Drew Altman, president of the Kaiser Family Foundation, is usually an astute observer of the healthcare scene. But his latest column on the Wall Street Journal website missed identifying the main drivers behind the recent uptick in healthcare spending.
The Altarum Institute last week reported that overall healthcare spending in December rose 5.6%, up from a 4.5% growth rate a year ago and 3.3% in December 2012. When compared to the growth rate in the overall economy, healthcare is once again sprinting ahead.
That's cause for alarm. Altarum now pegs healthcare spending at 17.8% of gross domestic product, up from 17.5% a year ago.
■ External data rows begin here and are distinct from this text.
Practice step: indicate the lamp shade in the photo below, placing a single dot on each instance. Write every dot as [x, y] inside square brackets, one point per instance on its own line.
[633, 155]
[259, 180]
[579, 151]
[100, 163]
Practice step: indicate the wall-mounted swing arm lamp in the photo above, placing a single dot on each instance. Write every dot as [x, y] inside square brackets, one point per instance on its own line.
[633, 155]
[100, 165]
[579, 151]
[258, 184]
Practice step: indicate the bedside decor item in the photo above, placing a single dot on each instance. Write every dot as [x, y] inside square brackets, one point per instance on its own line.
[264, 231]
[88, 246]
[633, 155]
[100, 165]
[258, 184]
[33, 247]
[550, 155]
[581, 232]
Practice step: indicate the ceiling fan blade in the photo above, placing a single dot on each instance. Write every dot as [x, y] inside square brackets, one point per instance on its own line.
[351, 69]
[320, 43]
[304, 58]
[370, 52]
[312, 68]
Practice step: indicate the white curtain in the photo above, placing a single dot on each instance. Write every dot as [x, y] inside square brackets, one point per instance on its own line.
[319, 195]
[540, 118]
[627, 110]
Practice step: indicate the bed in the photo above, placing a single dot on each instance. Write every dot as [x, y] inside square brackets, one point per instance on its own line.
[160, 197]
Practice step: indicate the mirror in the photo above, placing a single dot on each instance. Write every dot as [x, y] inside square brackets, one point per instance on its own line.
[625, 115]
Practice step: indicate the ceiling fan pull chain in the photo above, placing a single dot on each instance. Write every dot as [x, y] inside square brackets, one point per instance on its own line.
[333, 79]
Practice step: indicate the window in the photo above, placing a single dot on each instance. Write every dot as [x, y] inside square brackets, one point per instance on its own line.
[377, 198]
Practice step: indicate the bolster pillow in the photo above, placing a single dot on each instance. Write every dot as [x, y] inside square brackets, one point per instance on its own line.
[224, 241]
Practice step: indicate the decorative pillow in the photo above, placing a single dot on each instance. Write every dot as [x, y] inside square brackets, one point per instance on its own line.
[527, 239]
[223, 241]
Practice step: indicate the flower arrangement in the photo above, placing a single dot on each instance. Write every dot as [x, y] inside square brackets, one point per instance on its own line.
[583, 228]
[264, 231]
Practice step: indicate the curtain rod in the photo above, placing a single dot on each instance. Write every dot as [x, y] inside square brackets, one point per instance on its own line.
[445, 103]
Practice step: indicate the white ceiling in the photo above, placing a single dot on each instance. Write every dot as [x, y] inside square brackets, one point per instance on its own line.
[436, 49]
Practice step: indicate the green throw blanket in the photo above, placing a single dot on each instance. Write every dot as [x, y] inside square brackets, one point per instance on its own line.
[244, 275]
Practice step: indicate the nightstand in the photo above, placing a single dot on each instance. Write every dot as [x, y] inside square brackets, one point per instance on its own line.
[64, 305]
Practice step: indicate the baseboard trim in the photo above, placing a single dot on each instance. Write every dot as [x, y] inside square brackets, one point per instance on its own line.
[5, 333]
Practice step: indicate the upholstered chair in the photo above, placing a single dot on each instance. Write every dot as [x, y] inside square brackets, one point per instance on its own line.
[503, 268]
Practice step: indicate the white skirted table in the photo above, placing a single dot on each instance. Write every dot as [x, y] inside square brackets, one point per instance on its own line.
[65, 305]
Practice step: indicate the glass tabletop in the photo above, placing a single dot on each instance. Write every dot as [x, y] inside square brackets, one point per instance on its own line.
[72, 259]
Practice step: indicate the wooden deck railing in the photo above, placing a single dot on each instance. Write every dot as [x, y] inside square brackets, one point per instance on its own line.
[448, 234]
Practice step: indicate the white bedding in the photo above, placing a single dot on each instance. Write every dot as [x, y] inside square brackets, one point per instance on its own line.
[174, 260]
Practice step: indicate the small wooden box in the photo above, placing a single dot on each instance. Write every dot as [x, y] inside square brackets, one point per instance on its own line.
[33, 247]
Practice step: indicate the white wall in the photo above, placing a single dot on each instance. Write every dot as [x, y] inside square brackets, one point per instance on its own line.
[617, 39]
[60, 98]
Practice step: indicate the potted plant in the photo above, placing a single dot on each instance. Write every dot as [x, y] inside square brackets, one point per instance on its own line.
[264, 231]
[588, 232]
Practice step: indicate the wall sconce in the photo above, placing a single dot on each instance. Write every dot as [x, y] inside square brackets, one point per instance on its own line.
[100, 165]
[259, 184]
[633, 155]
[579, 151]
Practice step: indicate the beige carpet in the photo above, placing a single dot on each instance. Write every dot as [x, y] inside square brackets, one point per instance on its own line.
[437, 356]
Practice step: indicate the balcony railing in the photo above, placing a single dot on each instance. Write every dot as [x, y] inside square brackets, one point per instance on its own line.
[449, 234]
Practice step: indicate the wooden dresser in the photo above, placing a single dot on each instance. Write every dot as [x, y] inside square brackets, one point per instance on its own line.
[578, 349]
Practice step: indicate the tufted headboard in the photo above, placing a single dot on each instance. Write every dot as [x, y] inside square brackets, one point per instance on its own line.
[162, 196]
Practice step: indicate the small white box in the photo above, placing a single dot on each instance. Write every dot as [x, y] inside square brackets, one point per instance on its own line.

As a society, we're once again moving in the wrong direction.
Altman went looking for a culprit in a separate price report from Altarum. He absolves overall healthcare prices (up just 1.8%); hospital prices (up just 0.9%) and, curiously, drug prices (up 6.4%). “Drugs represent 10% of national health spending so it doesn't contribute a lot to overall spending increases,” he wrote.
Spending must be rising because of rising demand for services “as the economy improves and as more people get insured under the Affordable Care Act,” he concluded. “We need to get a better handle on the amount of services and the kinds of health services provided.”
Hmm. Let's do the math. Drug prices overall may be up just 6.4% (it's an index number), but the spending report showed drug spending surged $36.6 billion, or 13%, last year, which dwarfed every other sector in percentage terms except the health insurance overhead, which was up $23.5 billion, or 10.6% (See the chart on p. 3 of this report). The skyrocketing prices slapped on a handful of specialty drugs like Sovaldi inflated overall spending on drugs last year—and probably will for years to come.
What would last year's spending increase have been if drug spending and insurance overhead went up at the same rate as, say, hospitals, which rose 5.4% year-over-year? That would have saved taxpayers and premium payers $33 billion. And it would have held the increase in overall healthcare spending to 4.5%.
That would have given pundits like Altman cause to celebrate. The reality is that except for drugs and insurance costs, overall healthcare spending remains under control.